How much matcha should I drink per day?
We recommend 1-2 cups of matcha per day if you wish to truly reap the health benefits of it. In order to stay within the National Health Service’s daily caffeine guidelines, we recommend no more than 5 cups of matcha per day.
What is the best time to drink matcha?
Due to the caffeine content of matcha, we recommend consuming it in the morning or early afternoon.
What is the difference between ceremonial and culinary matcha?
Ceremonial Matcha generally describes matcha grades appropriate for use in traditional tea ceremonies, and Culinary Matcha describes matcha grades suitable for use as an ingredient in drink or dessert recipes.
If I have no bamboo whisk, can I use something else?
To prepare matcha in the best way possible, we recommend using a bamboo whisk.
How can I enjoy matcha aside from drinking it as a tea?
There are a countless number of ways in which matcha can be enjoyed, aside from as a tea! This includes matcha lattes, matcha brownies, matcha doughnuts, matcha cheesecake, matcha ice cream, matcha affogato, matcha tiramisu – the list goes on. Head over to our Instagram page for some inspiration.
I am new to the world of matcha – how do I get started?
Our Matcha Brewing Kit is the perfect place to start if you are new to the world of matcha. The kit contains our artisanal matcha, Matsu™, a Cloud Glass Chawan (hand-blown double-walled glass bowl), a Full-Hand Chasen (full-length bamboo matcha whisk), and a Bamboo Chashaku (matcha measuring spoon), everything you need to get started on your matcha journey.
Keeping Matcha Fresh
How should I store matcha?
Once the package is opened, we strongly recommend that you use it up as soon as possible. An opened package of matcha will keep ideal freshness for about 6 months. We also recommend storing it in a cool dry place, away from moisture, sunlight and odors. If you would like to keep your matcha fresh for a longer time, we recommend that you store an unopened package in the refrigerator. If you would like to store it long-term (beyond 6 months), we recommend storing it in the freezer.
What is the shelf life of matcha?
The shelf life of our matcha is 24 months (2 years). However, once opened, we recommend consuming it within 6 months for optimal freshness and potency.
Does matcha powder expire?
Matcha does not go off per se. However, similar to other teas, it has a freshness period that we recommend for optimal taste and benefits.
Side Effects of Matcha
Will matcha help with my weight loss?
A study published in the American Journal of Clinical Nutrition found that men taking green tea extract burn a significantly larger number of calories in 24 hours than those either taking coffee or no additive. Components in matcha can increase thermogenesis (the rate at which your body generates heat) by over 40% without any of the negative side effects that can be found in other fat oxidising agents.
Will matcha help boost my energy?
Matcha provides a calming yet stimulating effect, and can act as a productivity-boosting drink with its stream of clean energy that’s gentle on the body.
What are the health benefits of matcha?
Modern scientific research confirms that matcha is full of naturally occurring antioxidants, amino acids, vitamins and flavonoids, all of which are associated with a myriad of health benefits.

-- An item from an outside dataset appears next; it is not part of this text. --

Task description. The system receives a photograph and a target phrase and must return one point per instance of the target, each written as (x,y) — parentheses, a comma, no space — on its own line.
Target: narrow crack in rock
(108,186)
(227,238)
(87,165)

This includes boosting the immune system, improving the heart, promoting a healthy weight, reducing stress and rejuvenating skin.
Can I drink matcha if I'm pregnant?
Many health authorities, including the National Health Service and Mayo Clinic, have stated that it is safe for matcha to be consumed during pregnancy. Unlike coffee, which should be limited during pregnancy, around 5 servings of hot-brew matcha can be consumed per day – bearing in mind that the caffeine release is also much slower compared to that of coffee.
Does matcha have any negative side effects?
Matcha is generally considered to be safe for consumption.